Out of 30 unicorns which have so far raised $30 Bn+ cumulatively, around 20 have not been able to generate profits over the years. As a result, many of them are now badly struggling in fundraising. While Swiggy and Zomato had to settle for less, Ola and Dream11 have to delay their funding rounds. Ola had been reportedly in discussion with Microsoft to raise $200 Mn since last year, however, the current situation has put the talks on hold. Similarly, Dream11, India’s only gaming unicorn was in talks with Tiger Global to raise $500 Mn ahead of the upcoming IPL, however, as the IPL has now been cancelled, the funding too seems to be delayed for the time being.
It is also worth noting that most of these unicorns have been on a high cash burn rate which is now being cut to size. However, will they be able to attain profitability and preserve cash for the next 12-18 months? That remains a billion-dollar question for the unicorns.
Then there are unicorns such as BigBasket, Grofers, BYJU’s and PolicyBazaar which have either benefitted or have managed to navigate the lockdown to a large extent. So which are the startups that will emerge stronger in the post-Covid-19 scenario?
The startups which are able to align themselves with the changing consumer behaviour and changing government policies will most likely dethrone some of the existing unicorns, said Santosh.
Can Investors Bounce Back?
In India, where Covid-19 became a matter of national urgency only after March 22, it’s a bit too early to quantify the outcome, say experts, whereas in China, where Covid-19 originated and recognised as early as December 2019, the impact on startups has been huge.
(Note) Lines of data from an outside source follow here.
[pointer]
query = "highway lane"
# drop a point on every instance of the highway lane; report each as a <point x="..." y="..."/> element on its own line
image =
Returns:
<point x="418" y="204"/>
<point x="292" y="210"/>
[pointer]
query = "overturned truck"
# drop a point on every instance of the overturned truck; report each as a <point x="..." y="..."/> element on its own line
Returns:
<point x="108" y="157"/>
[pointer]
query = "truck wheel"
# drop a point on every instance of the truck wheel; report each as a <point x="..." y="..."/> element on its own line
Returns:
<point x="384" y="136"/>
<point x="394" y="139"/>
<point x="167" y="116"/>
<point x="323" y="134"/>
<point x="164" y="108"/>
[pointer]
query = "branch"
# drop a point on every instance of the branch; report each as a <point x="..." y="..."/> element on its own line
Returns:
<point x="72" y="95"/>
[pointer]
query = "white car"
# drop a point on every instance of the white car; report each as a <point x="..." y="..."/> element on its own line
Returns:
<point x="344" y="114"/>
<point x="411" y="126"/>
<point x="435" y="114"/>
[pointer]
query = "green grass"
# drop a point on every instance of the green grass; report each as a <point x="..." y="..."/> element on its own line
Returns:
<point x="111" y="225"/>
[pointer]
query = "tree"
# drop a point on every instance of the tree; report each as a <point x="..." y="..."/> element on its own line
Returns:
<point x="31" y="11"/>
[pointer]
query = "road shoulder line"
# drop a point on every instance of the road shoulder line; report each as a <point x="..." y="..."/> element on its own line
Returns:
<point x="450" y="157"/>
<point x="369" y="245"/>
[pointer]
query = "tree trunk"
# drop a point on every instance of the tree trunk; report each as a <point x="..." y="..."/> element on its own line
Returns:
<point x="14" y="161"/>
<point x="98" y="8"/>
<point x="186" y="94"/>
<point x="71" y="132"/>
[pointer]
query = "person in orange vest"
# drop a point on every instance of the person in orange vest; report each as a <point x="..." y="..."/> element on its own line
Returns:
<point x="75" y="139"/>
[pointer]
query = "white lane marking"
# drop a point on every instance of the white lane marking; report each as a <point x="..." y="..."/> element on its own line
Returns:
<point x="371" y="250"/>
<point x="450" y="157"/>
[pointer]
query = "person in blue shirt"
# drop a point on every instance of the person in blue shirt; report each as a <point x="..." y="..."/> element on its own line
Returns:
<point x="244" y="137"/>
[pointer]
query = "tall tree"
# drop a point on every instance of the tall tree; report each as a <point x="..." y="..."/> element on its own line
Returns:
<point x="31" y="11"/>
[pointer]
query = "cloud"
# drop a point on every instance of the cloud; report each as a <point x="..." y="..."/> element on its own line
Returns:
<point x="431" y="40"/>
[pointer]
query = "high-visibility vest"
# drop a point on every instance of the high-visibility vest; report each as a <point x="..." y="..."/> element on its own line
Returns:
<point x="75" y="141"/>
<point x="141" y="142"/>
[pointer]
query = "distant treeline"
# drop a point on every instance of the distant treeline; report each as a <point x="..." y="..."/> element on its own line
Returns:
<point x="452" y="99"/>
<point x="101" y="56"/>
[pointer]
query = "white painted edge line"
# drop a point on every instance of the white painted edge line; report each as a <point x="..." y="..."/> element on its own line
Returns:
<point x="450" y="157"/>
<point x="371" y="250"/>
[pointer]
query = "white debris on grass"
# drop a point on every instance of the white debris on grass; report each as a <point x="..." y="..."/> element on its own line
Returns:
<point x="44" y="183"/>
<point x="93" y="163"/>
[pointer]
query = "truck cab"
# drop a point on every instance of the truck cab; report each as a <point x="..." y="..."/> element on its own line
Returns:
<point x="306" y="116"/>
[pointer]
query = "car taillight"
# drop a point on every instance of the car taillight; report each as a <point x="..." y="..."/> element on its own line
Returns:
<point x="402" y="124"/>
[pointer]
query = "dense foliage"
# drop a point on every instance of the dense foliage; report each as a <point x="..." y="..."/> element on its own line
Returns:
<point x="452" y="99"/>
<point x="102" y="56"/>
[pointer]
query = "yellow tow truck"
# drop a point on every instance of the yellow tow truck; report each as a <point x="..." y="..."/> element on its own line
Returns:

According to data compiled by PitchBook, starting from January last week to 1st week of March, venture capital activities in China — the number of deals and the capital raised by startups — have witnessed a downward trend, with the amount of investment in Chinese tech startups falling more than 60% compared with the same period last year.
However, the latest report says the VC industry is recovering fast, “Chinese firms recorded 66 venture capital deals for the week ended March 28, the most of any week in 2020 and just below figures from the same time last year.”
While Chinese investors are slowly gaining back the confidence to invest, India has only tightened the noose when it comes to Chinese capital inflow with the new FDI norms. Among the most prominent late stage investors, SoftBank is expecting a towering loss of $24 Bn in its investments.
For the Indian startups, be it, the early-stage or late-stage, challenges of funding and valuations are only beginning by many estimates. The funding winter has definitely come in the scorching summer months.